In the year 2020, a team of academics from the Universities of Plymouth and Portsmouth combined binary visualization with deep learning to create a new method for spotting phishing websites. The method converts website markup and source code into colour values using binary visualization libraries.

When visualising websites, certain patterns arise that distinguish safe from harmful websites, just as they do with benign and malignant programme files. The legal site has a more detailed RGB value since it would be built from additional characters taken from licences, hyperlinks, and detailed data entry forms, according to the study. The phishing equivalent, on the other hand, would often have a single or no CSS reference, many images rather than forms, and a single login form without any security routines. When scraped, this would result in a smaller data input string.

The researchers presented an example of the visual representation of the code of the PayPal login against the fake phishing PayPal website. The researchers used an image collection of valid and malicious website code to construct a classification machine learning algorithm. MobileNet, a lightweight convolutional neural network (CNN) built to run on consumer smartphones rather than high-capacity cloud servers, was the architecture they chose. Image categorization and object detection are two applications for which CNNs are particularly well adapted.

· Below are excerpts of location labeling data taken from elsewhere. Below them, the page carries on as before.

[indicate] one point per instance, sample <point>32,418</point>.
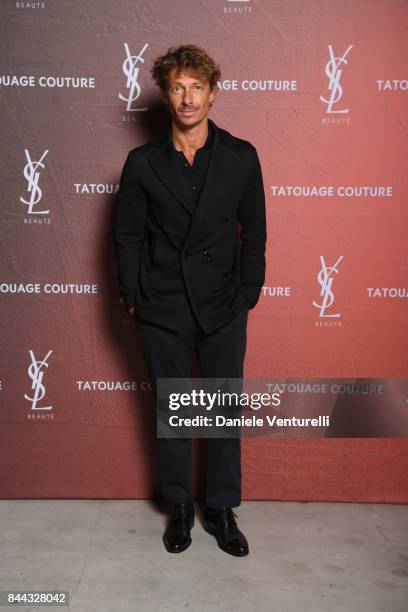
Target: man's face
<point>189,98</point>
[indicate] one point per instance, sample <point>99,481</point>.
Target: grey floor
<point>109,555</point>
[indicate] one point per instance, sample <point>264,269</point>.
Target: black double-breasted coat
<point>169,250</point>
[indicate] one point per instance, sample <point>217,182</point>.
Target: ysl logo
<point>333,72</point>
<point>132,72</point>
<point>32,175</point>
<point>325,281</point>
<point>36,375</point>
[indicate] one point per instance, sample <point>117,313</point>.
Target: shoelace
<point>180,511</point>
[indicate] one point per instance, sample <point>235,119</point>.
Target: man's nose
<point>188,97</point>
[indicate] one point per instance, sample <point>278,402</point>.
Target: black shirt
<point>194,174</point>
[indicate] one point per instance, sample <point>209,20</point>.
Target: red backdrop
<point>319,89</point>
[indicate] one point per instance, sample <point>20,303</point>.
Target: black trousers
<point>169,354</point>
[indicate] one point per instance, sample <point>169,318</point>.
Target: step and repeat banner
<point>320,88</point>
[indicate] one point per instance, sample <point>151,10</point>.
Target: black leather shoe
<point>177,538</point>
<point>221,523</point>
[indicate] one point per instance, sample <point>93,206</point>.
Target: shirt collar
<point>208,142</point>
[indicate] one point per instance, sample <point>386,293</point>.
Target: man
<point>188,277</point>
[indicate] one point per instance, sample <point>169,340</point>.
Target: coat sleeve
<point>129,225</point>
<point>252,218</point>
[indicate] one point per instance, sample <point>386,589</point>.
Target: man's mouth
<point>187,111</point>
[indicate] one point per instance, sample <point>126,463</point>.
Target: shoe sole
<point>213,532</point>
<point>169,549</point>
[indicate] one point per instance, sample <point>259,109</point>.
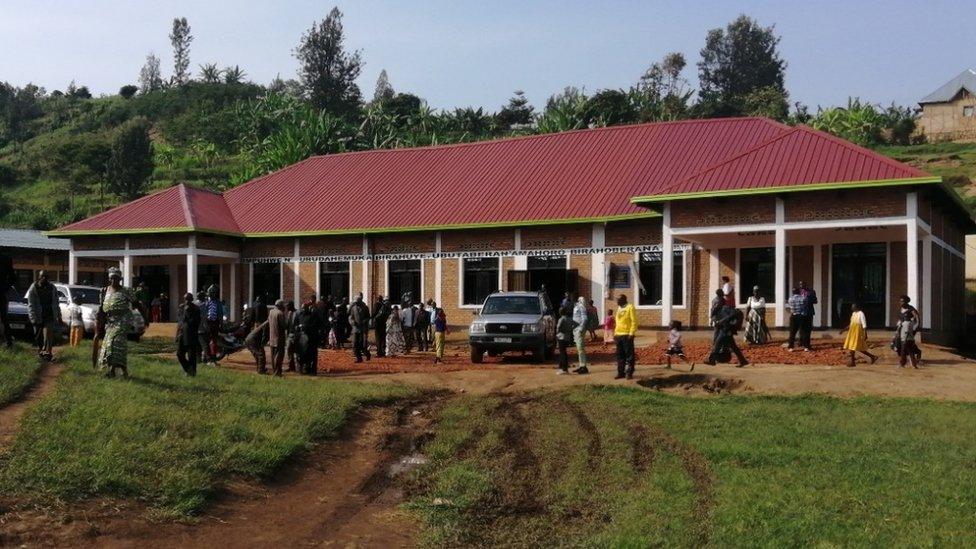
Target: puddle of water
<point>407,464</point>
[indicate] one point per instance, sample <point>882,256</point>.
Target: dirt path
<point>342,494</point>
<point>10,415</point>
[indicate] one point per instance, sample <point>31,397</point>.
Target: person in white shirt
<point>757,332</point>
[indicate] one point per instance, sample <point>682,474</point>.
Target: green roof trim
<point>501,224</point>
<point>836,185</point>
<point>364,230</point>
<point>162,230</point>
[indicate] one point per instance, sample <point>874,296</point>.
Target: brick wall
<point>331,245</point>
<point>634,233</point>
<point>269,247</point>
<point>723,211</point>
<point>557,236</point>
<point>478,240</point>
<point>856,204</point>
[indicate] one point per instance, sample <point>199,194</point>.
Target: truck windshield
<point>89,296</point>
<point>512,305</point>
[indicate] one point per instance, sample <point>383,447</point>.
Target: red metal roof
<point>177,208</point>
<point>564,177</point>
<point>801,156</point>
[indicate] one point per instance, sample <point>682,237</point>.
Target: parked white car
<point>89,306</point>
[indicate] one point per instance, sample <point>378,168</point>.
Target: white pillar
<point>780,277</point>
<point>911,266</point>
<point>779,272</point>
<point>667,267</point>
<point>191,272</point>
<point>250,283</point>
<point>296,262</point>
<point>233,292</point>
<point>438,271</point>
<point>366,270</point>
<point>926,309</point>
<point>911,248</point>
<point>598,269</point>
<point>823,306</point>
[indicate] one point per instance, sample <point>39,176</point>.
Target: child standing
<point>440,332</point>
<point>564,337</point>
<point>609,324</point>
<point>675,347</point>
<point>76,322</point>
<point>857,335</point>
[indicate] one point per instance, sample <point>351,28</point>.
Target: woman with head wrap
<point>116,304</point>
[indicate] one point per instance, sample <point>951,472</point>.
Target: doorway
<point>859,273</point>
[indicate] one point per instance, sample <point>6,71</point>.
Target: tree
<point>180,38</point>
<point>130,164</point>
<point>234,75</point>
<point>735,62</point>
<point>517,111</point>
<point>328,73</point>
<point>150,78</point>
<point>210,73</point>
<point>128,91</point>
<point>384,91</point>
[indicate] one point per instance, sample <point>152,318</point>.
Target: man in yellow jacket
<point>623,336</point>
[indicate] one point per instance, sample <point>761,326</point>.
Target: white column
<point>72,266</point>
<point>250,283</point>
<point>779,272</point>
<point>926,309</point>
<point>233,292</point>
<point>818,311</point>
<point>598,269</point>
<point>911,248</point>
<point>667,268</point>
<point>127,266</point>
<point>521,262</point>
<point>191,272</point>
<point>438,297</point>
<point>191,266</point>
<point>296,262</point>
<point>366,269</point>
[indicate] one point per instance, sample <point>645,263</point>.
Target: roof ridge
<point>187,211</point>
<point>734,157</point>
<point>112,209</point>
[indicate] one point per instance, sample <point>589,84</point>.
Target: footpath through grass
<point>625,468</point>
<point>167,439</point>
<point>19,368</point>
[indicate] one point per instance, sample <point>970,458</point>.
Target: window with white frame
<point>334,278</point>
<point>649,266</point>
<point>479,279</point>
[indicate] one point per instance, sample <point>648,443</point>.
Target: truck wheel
<point>539,354</point>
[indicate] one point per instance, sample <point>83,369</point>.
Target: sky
<point>466,53</point>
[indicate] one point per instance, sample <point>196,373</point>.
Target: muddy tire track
<point>698,470</point>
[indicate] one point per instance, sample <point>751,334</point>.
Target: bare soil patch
<point>343,493</point>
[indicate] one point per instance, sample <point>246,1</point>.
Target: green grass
<point>617,467</point>
<point>166,439</point>
<point>19,369</point>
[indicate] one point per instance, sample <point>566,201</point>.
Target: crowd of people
<point>295,336</point>
<point>397,329</point>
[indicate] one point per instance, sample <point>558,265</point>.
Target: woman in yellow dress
<point>857,335</point>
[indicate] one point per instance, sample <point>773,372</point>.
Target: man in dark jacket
<point>187,329</point>
<point>8,282</point>
<point>359,322</point>
<point>381,312</point>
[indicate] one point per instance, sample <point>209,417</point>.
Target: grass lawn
<point>19,368</point>
<point>627,468</point>
<point>167,439</point>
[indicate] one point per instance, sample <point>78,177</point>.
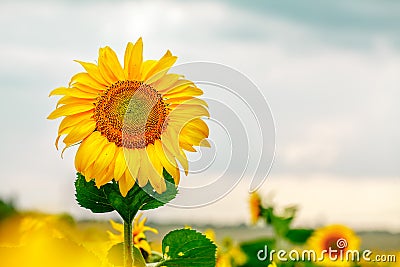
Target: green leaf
<point>91,197</point>
<point>157,200</point>
<point>186,247</point>
<point>299,236</point>
<point>116,256</point>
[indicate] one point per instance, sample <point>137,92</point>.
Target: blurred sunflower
<point>336,240</point>
<point>255,207</point>
<point>130,122</point>
<point>138,232</point>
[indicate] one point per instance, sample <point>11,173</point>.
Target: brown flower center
<point>131,114</point>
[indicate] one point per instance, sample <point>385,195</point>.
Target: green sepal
<point>91,197</point>
<point>108,198</point>
<point>186,247</point>
<point>116,256</point>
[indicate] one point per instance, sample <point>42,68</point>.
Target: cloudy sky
<point>329,71</point>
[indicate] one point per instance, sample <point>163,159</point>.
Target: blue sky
<point>329,71</point>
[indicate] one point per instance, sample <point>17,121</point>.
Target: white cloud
<point>335,105</point>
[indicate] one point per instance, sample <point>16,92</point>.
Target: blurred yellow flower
<point>229,253</point>
<point>131,122</point>
<point>335,240</point>
<point>255,207</point>
<point>139,237</point>
<point>38,240</point>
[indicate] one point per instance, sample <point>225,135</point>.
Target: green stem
<point>128,245</point>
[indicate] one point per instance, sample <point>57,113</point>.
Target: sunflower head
<point>335,239</point>
<point>131,122</point>
<point>255,207</point>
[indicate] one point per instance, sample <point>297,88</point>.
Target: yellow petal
<point>120,164</point>
<point>160,68</point>
<point>166,82</point>
<point>157,168</point>
<point>183,91</point>
<point>175,102</point>
<point>80,132</point>
<point>168,163</point>
<point>143,173</point>
<point>133,160</point>
<point>65,100</point>
<point>109,66</point>
<point>89,90</point>
<point>72,91</point>
<point>146,67</point>
<point>89,150</point>
<point>126,183</point>
<point>105,157</point>
<point>133,60</point>
<point>93,71</point>
<point>67,110</point>
<point>86,79</point>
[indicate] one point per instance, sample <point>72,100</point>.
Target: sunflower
<point>131,122</point>
<point>229,253</point>
<point>139,236</point>
<point>336,240</point>
<point>255,207</point>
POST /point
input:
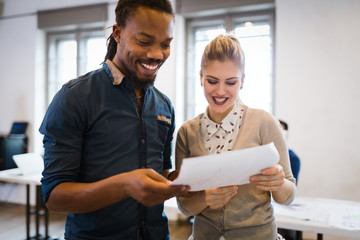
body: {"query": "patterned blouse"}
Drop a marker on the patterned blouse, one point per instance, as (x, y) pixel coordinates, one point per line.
(220, 137)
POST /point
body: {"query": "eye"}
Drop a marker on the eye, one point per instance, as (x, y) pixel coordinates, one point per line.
(165, 46)
(211, 81)
(231, 83)
(141, 42)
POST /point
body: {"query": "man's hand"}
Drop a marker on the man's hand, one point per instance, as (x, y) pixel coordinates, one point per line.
(149, 188)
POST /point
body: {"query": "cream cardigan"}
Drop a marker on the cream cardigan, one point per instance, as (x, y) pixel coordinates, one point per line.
(249, 214)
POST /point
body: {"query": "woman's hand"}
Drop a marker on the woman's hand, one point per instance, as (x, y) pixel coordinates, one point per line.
(270, 179)
(218, 197)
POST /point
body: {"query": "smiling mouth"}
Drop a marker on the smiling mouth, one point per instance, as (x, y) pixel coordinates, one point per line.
(152, 67)
(220, 100)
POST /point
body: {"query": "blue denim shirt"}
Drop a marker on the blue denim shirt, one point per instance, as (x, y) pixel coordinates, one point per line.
(93, 130)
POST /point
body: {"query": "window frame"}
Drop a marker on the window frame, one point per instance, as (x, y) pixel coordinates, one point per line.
(80, 36)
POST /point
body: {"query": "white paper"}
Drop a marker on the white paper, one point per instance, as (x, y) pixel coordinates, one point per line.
(345, 217)
(225, 169)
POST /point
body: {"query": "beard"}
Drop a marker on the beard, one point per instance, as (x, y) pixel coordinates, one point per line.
(141, 83)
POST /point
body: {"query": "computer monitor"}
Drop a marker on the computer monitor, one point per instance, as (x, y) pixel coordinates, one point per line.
(18, 128)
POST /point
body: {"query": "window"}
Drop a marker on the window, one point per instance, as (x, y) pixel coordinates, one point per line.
(255, 32)
(71, 54)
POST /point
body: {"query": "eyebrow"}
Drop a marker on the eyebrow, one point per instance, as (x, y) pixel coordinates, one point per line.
(152, 37)
(230, 78)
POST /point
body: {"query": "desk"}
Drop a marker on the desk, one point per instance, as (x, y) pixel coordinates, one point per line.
(312, 215)
(11, 176)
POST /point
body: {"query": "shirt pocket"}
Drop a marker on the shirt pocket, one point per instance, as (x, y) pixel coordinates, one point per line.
(163, 127)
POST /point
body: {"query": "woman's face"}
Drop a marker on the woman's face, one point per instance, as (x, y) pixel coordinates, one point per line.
(222, 82)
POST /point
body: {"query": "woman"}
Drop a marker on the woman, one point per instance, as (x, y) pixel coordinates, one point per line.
(232, 212)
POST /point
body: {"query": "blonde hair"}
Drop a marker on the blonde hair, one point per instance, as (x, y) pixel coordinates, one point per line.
(223, 47)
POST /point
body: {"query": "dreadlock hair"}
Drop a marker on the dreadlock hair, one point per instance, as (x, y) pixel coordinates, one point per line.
(223, 47)
(125, 9)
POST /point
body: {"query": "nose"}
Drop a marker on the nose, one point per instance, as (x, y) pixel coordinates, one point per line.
(221, 89)
(156, 53)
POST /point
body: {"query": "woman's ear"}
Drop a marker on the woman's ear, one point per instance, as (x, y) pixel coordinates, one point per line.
(116, 32)
(242, 81)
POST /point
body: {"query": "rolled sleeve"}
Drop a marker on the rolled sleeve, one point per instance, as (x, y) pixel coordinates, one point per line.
(62, 141)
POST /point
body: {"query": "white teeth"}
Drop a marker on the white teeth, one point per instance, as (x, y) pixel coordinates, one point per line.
(150, 67)
(220, 99)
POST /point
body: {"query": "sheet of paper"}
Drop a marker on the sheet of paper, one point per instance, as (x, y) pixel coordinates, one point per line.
(229, 168)
(345, 217)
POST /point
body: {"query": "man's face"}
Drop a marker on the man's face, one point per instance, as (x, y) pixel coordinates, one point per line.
(143, 45)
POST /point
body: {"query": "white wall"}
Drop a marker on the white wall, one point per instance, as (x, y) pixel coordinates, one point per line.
(318, 92)
(317, 83)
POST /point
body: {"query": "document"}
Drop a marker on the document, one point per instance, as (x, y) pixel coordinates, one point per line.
(225, 169)
(345, 217)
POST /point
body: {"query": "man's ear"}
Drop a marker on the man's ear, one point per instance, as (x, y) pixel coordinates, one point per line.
(116, 32)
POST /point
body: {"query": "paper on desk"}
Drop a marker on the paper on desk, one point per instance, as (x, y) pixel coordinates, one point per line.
(345, 217)
(225, 169)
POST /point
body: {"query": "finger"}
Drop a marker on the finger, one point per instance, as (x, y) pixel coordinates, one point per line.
(273, 170)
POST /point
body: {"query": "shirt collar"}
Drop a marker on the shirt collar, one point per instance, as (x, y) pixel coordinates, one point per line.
(117, 74)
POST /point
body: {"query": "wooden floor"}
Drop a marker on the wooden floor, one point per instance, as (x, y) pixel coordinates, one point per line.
(13, 224)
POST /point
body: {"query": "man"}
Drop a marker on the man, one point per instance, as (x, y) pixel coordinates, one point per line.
(294, 159)
(108, 135)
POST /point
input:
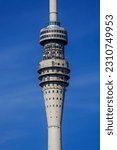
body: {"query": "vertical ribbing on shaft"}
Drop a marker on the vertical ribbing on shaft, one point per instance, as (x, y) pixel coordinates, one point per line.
(53, 10)
(54, 138)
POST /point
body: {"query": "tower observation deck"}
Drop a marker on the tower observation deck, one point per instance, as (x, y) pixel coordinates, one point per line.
(54, 75)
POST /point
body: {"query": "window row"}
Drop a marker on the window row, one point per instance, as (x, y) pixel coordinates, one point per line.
(54, 70)
(53, 35)
(53, 106)
(53, 52)
(54, 91)
(49, 31)
(51, 116)
(54, 85)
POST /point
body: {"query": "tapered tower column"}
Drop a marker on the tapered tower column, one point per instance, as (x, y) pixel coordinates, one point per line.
(53, 10)
(54, 75)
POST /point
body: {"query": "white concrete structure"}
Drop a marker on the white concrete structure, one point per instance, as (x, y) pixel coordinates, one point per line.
(54, 75)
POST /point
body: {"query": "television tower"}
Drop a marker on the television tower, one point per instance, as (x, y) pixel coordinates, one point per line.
(53, 74)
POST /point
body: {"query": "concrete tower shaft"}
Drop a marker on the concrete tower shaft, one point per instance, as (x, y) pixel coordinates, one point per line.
(53, 10)
(54, 75)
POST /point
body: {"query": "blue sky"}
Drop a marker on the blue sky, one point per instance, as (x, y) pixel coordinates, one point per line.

The model is then sent into a phishing detection tool after it has been trained. When a user comes across a new website, it first checks to see if the URL is in its list of harmful sites. If the domain is fresh, it is converted using a visualization method and then run through a neural network to see if it has dangerous website patterns. This two-step architecture ensures that the system makes use of the speed of blacklist databases as well as the smart identification of phishing detection techniques based on neural networks.

The technique could detect phishing websites with a 94 percent accuracy, according to the researchers’ tests. The researchers are currently working on adapting the approach for use in real-world scenarios. Machine learning will equip scientists with new methods to address cybersecurity concerns as it advances. Binary visualization demonstrates that with enough imagination and discipline, we can come up with new ways to solve old issues.